Nation accompanied Hancock as his chief screenwriter on tour in 1963, but Hancock continually fell back onto his old material and failed to use Nation's scripts. The two quarrelled and Nation was fired. At the same time nation was approached by Doctor Who script Editor David Whitaker to contribute to the new science-fiction series. Whitaker had been impressed with a script Nation had written for the science fiction anthology series Out of this World for ABC. Nation took up the offer, writing the second Doctor Who serial - The Daleks  which saw the introduction of the creatures that would become the show's most popular monsters

Nation went on to contribute several further scripts to Doctor Who. Various Dalek spin-off material appeared, including a comic strip in TV Century 21 and annuals. 

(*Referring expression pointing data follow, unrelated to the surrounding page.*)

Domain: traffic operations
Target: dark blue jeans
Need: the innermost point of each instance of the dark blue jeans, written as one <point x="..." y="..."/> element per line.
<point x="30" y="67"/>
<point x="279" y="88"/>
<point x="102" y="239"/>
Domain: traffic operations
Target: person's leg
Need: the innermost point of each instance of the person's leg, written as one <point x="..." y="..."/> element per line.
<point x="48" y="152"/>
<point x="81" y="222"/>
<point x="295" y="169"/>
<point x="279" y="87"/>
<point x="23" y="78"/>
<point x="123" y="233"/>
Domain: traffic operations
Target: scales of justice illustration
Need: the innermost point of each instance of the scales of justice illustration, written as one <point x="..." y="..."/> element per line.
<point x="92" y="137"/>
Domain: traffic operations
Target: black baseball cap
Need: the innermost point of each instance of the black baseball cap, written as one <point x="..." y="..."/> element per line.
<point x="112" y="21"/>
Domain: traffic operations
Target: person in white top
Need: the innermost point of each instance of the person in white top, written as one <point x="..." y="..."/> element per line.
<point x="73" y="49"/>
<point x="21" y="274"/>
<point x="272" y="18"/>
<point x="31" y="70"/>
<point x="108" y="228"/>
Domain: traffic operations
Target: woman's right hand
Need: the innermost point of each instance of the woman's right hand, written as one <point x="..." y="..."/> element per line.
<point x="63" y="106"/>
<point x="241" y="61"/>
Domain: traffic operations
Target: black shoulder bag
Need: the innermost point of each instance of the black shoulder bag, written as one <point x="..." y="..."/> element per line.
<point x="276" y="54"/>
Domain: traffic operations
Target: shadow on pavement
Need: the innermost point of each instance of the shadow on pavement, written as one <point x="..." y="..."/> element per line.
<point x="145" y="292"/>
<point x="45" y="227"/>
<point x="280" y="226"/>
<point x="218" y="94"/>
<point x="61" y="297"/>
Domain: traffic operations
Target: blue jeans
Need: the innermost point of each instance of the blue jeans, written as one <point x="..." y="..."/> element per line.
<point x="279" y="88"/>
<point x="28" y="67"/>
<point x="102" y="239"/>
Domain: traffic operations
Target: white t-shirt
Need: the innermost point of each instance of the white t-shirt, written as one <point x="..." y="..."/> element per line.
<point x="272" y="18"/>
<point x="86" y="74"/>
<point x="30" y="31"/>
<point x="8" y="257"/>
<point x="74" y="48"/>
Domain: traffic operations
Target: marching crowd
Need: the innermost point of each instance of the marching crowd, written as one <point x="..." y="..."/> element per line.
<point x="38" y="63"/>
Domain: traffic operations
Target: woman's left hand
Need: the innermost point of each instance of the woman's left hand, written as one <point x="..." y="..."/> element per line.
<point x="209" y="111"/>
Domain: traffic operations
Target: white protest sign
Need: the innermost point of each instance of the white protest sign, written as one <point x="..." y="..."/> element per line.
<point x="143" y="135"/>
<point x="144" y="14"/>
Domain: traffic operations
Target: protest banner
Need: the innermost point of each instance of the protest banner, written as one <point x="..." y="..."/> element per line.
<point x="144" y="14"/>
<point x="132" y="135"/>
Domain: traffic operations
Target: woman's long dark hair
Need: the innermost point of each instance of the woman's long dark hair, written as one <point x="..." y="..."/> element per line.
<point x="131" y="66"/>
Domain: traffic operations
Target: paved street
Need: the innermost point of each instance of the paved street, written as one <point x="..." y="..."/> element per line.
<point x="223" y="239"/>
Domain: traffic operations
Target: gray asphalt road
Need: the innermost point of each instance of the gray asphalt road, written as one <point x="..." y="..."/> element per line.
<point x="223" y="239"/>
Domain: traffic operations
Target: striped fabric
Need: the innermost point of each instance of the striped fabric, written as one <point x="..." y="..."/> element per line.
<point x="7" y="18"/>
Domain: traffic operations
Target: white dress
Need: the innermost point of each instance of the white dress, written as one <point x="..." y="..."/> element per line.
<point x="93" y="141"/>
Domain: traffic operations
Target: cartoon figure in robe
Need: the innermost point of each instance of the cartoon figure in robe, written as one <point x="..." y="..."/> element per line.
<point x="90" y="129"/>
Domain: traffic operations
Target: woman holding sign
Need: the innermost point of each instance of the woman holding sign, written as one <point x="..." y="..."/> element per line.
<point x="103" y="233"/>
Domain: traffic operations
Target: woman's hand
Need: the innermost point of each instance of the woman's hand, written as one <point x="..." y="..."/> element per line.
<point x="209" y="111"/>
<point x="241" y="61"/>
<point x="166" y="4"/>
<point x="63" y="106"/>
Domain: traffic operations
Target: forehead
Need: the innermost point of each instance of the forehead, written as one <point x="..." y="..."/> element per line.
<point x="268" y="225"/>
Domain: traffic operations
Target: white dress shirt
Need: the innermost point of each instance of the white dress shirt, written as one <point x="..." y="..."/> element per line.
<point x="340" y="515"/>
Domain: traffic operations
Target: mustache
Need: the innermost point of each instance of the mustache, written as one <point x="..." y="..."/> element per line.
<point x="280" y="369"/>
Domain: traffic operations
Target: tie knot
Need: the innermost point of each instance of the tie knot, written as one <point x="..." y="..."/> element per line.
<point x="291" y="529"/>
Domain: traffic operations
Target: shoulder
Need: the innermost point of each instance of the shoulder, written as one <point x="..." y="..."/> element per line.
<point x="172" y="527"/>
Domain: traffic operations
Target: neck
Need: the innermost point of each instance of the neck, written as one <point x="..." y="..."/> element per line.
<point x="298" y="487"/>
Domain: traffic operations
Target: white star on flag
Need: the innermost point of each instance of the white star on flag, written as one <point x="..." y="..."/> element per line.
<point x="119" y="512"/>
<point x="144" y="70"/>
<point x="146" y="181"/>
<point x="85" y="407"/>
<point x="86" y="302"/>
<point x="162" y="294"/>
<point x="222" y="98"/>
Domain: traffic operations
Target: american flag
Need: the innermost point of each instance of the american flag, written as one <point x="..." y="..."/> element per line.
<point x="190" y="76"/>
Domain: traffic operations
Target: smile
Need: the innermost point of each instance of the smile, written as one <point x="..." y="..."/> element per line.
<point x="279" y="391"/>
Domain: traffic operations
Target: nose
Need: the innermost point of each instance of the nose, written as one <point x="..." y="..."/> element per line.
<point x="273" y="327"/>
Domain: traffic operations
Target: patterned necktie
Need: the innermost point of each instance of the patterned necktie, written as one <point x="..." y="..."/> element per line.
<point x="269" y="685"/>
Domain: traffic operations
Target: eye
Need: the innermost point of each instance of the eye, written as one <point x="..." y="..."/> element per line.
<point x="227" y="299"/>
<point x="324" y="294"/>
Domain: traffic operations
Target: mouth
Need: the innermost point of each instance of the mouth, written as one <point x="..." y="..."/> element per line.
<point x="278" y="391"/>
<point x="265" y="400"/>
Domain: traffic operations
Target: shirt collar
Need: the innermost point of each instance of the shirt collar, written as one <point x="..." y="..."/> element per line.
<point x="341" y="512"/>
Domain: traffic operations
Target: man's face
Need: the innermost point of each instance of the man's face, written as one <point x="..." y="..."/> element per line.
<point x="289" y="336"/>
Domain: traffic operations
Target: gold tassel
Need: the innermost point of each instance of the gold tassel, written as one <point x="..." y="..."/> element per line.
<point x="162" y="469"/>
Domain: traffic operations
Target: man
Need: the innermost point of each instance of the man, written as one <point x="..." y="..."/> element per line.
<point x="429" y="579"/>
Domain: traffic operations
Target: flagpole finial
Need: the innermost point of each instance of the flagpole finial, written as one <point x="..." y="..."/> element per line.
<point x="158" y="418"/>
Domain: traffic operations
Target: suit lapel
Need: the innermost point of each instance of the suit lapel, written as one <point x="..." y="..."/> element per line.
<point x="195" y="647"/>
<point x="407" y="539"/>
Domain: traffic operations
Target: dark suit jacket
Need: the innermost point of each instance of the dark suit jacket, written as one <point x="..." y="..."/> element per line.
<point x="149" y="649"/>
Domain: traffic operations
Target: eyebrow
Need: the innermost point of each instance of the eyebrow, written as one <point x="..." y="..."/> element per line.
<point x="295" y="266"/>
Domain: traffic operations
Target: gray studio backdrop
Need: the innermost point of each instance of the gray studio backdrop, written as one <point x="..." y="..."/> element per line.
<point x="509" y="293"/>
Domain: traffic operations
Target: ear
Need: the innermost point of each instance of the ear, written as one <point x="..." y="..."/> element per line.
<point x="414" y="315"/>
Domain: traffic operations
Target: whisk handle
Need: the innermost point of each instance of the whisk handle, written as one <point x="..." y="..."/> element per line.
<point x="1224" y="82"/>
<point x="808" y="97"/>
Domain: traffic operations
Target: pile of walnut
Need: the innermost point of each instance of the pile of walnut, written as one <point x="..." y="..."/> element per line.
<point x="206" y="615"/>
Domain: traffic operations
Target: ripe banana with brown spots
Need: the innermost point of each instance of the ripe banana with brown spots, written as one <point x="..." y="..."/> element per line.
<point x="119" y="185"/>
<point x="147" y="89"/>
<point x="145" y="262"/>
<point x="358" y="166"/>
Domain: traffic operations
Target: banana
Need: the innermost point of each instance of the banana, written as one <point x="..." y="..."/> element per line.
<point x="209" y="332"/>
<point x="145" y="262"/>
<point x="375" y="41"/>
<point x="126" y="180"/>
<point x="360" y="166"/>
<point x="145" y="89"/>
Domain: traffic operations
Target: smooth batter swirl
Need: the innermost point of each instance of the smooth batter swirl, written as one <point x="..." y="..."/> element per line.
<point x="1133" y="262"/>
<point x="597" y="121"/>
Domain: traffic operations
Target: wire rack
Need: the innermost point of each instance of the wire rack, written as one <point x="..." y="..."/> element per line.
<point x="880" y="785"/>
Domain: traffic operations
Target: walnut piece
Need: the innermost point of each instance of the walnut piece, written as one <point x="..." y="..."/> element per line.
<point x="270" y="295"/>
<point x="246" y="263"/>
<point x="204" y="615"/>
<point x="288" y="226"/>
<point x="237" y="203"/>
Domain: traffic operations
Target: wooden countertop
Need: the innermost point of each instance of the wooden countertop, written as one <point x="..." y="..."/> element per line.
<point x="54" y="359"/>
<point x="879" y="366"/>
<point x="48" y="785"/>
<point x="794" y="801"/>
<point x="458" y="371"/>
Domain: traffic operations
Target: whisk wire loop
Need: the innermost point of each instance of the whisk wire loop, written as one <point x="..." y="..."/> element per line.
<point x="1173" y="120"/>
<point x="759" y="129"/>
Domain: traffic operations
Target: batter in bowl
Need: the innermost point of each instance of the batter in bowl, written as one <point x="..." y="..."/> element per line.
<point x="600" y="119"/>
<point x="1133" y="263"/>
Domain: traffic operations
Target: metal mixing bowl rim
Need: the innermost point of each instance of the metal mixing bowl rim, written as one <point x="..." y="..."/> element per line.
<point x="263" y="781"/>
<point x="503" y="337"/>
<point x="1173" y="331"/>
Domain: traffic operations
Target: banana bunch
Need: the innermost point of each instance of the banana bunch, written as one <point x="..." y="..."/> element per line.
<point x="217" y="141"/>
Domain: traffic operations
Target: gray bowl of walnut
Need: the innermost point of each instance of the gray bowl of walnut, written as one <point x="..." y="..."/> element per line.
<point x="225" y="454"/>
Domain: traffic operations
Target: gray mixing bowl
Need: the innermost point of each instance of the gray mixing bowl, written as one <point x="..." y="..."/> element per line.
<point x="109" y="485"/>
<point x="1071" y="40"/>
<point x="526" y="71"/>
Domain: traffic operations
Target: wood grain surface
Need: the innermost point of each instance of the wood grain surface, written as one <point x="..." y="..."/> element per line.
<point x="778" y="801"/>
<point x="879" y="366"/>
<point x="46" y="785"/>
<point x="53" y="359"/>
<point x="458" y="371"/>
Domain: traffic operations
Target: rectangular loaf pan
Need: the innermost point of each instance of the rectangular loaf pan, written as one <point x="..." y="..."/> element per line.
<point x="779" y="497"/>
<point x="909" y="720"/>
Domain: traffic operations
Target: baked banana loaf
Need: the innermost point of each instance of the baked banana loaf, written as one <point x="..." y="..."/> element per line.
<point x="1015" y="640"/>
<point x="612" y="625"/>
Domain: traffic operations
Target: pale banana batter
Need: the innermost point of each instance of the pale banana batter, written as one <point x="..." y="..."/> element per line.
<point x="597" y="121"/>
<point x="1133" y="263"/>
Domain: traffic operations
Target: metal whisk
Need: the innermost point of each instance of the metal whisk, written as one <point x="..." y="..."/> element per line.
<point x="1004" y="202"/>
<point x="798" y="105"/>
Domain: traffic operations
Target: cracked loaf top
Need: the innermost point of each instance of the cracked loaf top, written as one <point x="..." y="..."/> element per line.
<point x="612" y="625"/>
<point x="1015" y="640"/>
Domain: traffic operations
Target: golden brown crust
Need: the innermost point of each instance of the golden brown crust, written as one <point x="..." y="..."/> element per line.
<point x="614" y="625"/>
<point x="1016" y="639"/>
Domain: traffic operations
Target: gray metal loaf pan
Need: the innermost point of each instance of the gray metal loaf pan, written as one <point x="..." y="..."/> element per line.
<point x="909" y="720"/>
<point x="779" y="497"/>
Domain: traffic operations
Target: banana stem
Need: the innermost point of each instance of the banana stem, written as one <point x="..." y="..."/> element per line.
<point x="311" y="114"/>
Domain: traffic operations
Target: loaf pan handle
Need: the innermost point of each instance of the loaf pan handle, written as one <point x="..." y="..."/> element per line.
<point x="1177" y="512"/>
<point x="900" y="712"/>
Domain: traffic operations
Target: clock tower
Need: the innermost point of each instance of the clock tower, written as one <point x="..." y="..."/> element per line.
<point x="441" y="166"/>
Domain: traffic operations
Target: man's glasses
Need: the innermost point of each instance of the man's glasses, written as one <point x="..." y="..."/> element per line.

He also contributed episodes to such shows as The Avengers, The Baron, The Persuaders!, The Champions, Department S, and The Saint. In the late 1960s Nation attempted to launch the Daleks as a series in their own right in the United States, but this was not successful.

In the early 1970s the BBC commissioned  him to create a new science fiction drama series. Survivors was a post-apocalyptic tale of the few remaining humans, the population having been devastated by a plague. The show was well received, but Nation's vision for it conflicted with that of producer Terence Dudley and the other two seasons were produced without his involvement. 

His next BBC creation, Blake's 7, was more successful. The show told the story of a group of criminals and political prisoners on the run from the sinister Federation in a stolen alien space ship of unknown origins. It ran for four seasons from 1978 to 1981. Nation wrote the entire first season of the series. His input decreased over the run, the overall direction eventually being controlled by script editor Chris Boucher, with Nation not writing at all for the fourth and final season. 

In 1980 Nation moved to Los Angeles, California where he developed programme ideas and worked for various studios. Little of his work in this time was as successful as his original period in the United Kingdom. He contributed to the American TV series MacGyver, in addition to television series such as A Masterpiece of Murder and A Fine Romance.

Nation died from emphysema in Los Angeles on 9 March 1997.